I’m keen to know, too, if the echoey environs making manager’s bollockings and teammates’ hollering more audible is likely having an impact.
“Managers will shout such nonsense at you,” says Lineker. “But with crowds, either you don’t hear them or you can pretend you didn’t. Last season we had the FA Cup final at Wembley. It was just a few of us, we had Wrighty there. The Arsenal players celebrating winning the cup ran up to him and said: ‘We could hear everything you were saying!’ It’s really weird being at a ground now.”
The goal glut is being replicated elsewhere. Serie A is rolling in goals. Last earlier this month alone saw two seven-goal games and two with a total of five. Bundesliga results suggest home advantage is no longer a thing. But it’s not happening everywhere. The increase in Ligue 1 is marginal. The true outlier is La Liga, which is recording the lowest goals per game in a whopping 93 years.

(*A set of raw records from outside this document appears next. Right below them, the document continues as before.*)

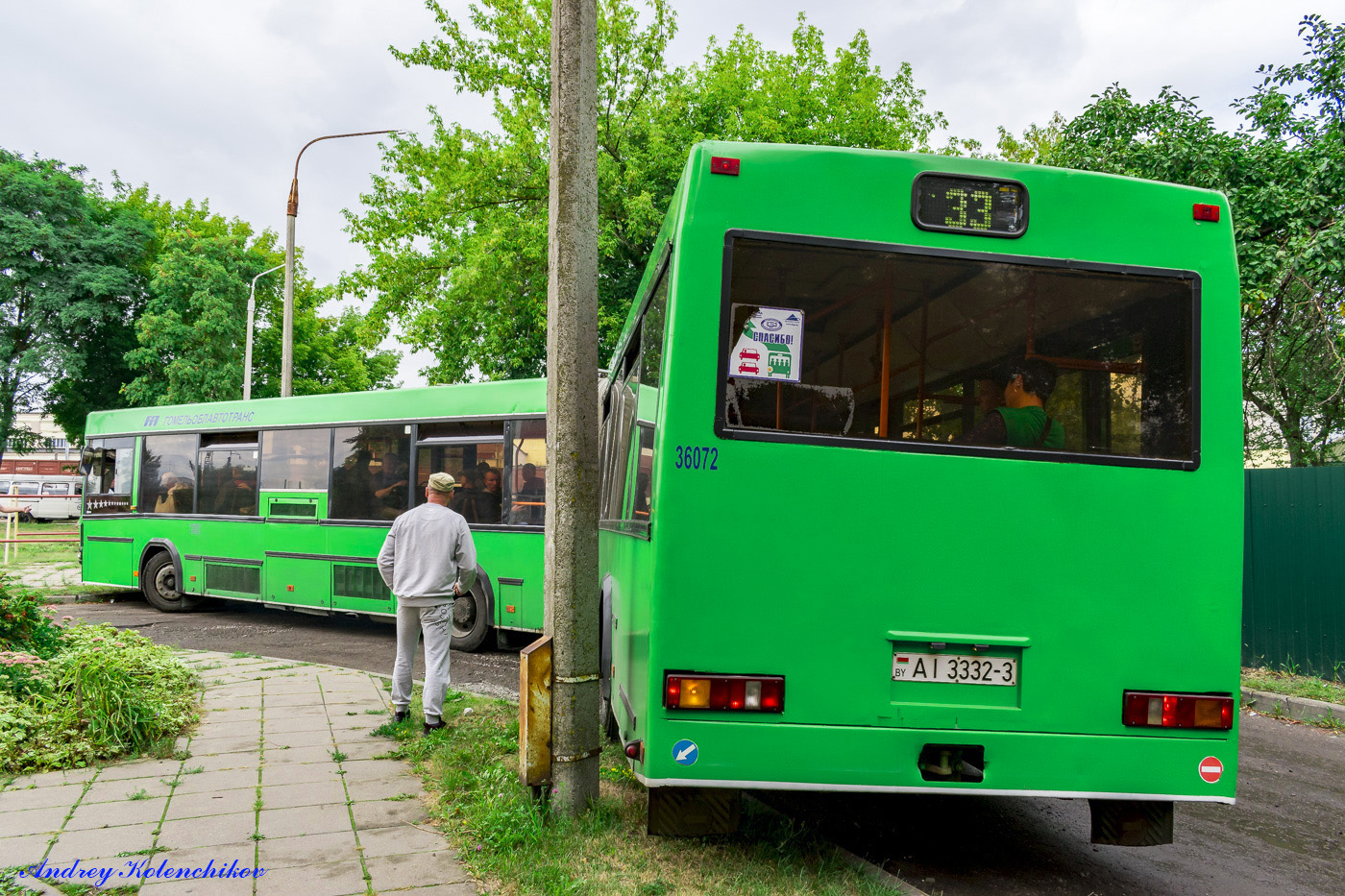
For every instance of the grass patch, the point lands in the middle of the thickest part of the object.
(46, 553)
(1291, 685)
(506, 835)
(74, 694)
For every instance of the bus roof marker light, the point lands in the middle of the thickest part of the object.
(723, 164)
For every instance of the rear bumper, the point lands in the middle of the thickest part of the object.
(836, 758)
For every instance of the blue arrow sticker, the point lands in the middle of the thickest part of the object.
(685, 752)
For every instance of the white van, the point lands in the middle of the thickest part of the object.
(50, 496)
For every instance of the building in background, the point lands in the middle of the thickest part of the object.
(56, 456)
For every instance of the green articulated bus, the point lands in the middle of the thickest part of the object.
(286, 500)
(843, 549)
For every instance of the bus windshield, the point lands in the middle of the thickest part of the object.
(836, 339)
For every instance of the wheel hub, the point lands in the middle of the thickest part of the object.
(167, 583)
(464, 614)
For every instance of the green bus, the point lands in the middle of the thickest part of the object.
(818, 573)
(286, 500)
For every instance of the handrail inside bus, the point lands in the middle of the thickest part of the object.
(948, 638)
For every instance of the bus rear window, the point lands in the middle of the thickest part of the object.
(914, 349)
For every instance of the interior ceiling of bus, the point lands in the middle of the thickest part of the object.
(977, 314)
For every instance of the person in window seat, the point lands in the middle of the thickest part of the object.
(1021, 422)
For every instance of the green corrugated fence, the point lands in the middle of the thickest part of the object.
(1294, 569)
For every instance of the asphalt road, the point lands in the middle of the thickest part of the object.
(1286, 833)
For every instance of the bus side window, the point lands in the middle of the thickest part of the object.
(616, 433)
(168, 473)
(526, 479)
(372, 472)
(110, 462)
(473, 452)
(638, 506)
(296, 459)
(228, 473)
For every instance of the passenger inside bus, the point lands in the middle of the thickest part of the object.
(490, 498)
(1021, 422)
(174, 496)
(354, 487)
(237, 496)
(390, 486)
(464, 496)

You might say it is fortunate then, that the loss of the match-day experience for many fans who would ordinarily be at grounds has been mitigated somewhat by how exhilarating the games have been, though I doubt that’s much comfort to the clubs’ bottom lines. If the Premier League season carries on the way it has been, it is safe to assume the average number of goals per game will not be below three – for the first time since 1967. For supporters, that’s something to cheer about; even if the players can’t hear us.